Machine Learning Development
Domain Constraints
| Domain Rule |
Design Constraint |
Rust Implication |
| Large data |
Efficient memory |
Zero-copy, streaming |
| GPU acceleration |
CUDA/Metal support |
candle, tch-rs |
| Model portability |
Standard formats |
ONNX |
| Batch processing |
Throughput over latency |
Batched inference |
| Numerical precision |
Float handling |
ndarray, careful f32/f64 |
| Reproducibility |
Deterministic |
Seeded random, versioning |
Critical Rules
- Avoid copying large tensors — memory bandwidth is the bottleneck. Use references, views, in-place ops.

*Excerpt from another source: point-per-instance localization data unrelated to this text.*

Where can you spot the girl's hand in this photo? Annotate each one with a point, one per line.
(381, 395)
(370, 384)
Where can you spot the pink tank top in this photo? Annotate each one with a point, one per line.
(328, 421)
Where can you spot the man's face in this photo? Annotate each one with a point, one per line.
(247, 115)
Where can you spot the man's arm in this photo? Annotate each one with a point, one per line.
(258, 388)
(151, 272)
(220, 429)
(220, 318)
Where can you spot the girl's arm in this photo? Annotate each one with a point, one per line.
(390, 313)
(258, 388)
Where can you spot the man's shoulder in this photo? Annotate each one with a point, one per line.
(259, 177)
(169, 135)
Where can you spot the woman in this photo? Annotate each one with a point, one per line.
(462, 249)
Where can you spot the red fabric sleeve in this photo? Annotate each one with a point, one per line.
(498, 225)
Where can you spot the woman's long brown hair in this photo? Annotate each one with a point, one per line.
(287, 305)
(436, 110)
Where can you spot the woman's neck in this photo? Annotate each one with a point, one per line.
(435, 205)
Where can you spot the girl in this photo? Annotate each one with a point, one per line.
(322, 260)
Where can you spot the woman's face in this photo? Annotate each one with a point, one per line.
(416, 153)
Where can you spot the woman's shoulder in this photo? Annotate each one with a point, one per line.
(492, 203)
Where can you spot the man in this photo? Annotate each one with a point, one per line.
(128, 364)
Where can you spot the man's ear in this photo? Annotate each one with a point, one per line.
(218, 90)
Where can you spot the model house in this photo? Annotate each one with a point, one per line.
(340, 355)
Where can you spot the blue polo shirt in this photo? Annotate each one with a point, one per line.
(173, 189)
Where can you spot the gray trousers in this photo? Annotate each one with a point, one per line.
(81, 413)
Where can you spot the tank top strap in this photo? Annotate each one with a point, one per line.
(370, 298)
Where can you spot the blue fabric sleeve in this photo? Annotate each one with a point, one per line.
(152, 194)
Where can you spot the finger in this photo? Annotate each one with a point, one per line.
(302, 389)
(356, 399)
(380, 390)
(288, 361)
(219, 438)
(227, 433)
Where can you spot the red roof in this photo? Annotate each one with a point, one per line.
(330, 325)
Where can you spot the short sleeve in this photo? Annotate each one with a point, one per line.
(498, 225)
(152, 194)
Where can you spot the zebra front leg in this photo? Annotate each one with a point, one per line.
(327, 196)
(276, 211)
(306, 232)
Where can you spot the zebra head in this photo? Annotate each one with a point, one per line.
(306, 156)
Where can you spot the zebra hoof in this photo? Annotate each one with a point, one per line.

- Batch operations for GPU efficiency — GPU has overhead per kernel launch, batch to amortize.
- Use standard model formats — train in Python, deploy in Rust via ONNX.
Use Case to Framework
| Use Case |
Recommended |
Why |
| Inference only |
tract (ONNX) |
Lightweight, portable |
| Training + inference |
candle, burn |
Pure Rust, GPU |
| PyTorch models |
tch-rs |
Direct bindings |
| Data pipelines |
polars |
Fast, lazy eval |
Key Crates
| Purpose |
Crate |
| Tensors |
ndarray |
| ONNX inference |
tract |
| ML framework |
candle, burn |
| PyTorch bindings |
tch-rs |
| Data processing |
polars |
| Embeddings |
fastembed |
Inference Server Pattern
use std::sync::OnceLock;
use tract_onnx::prelude::*;
static MODEL: OnceLock<SimplePlan<TypedFact, Box<dyn TypedOp>, Graph<TypedFact, Box<dyn TypedOp>>>> = OnceLock::new();
fn get_model() -> &'static SimplePlan<...> {
MODEL.get_or_init(|| {
tract_onnx::onnx()
.model_for_path("model.onnx")
.unwrap()
.into_optimized()
.unwrap()
.into_runnable()
.unwrap()
})
}
async fn predict(input: Vec<f32>) -> anyhow::Result<Vec<f32>> {
let model = get_model();
let input = tract_ndarray::arr1(&input).into_shape((1, input.len()))?;
let result = model.run(tvec!(input.into()))?;
Ok(result[0].to_array_view::<f32>()?.iter().copied().collect())
}
Batched Inference Pattern
async fn batch_predict(inputs: Vec<Vec<f32>>, batch_size: usize) -> Vec<Vec<f32>> {
let mut results = Vec::with_capacity(inputs.len());
for batch in inputs.chunks(batch_size) {
let batch_tensor = stack_inputs(batch);
let batch_output = model.run(batch_tensor).await;
results.extend(unstack_outputs(batch_output));
}
results
}
Common Mistakes
| Mistake |
Domain Violation |
Fix |
| Clone tensors |
Memory waste |
Use views |
| Single inference |
GPU underutilized |
Batch processing |
| Load model per request |
Slow |
Singleton pattern |
| Sync data loading |
GPU idle |
Async pipeline |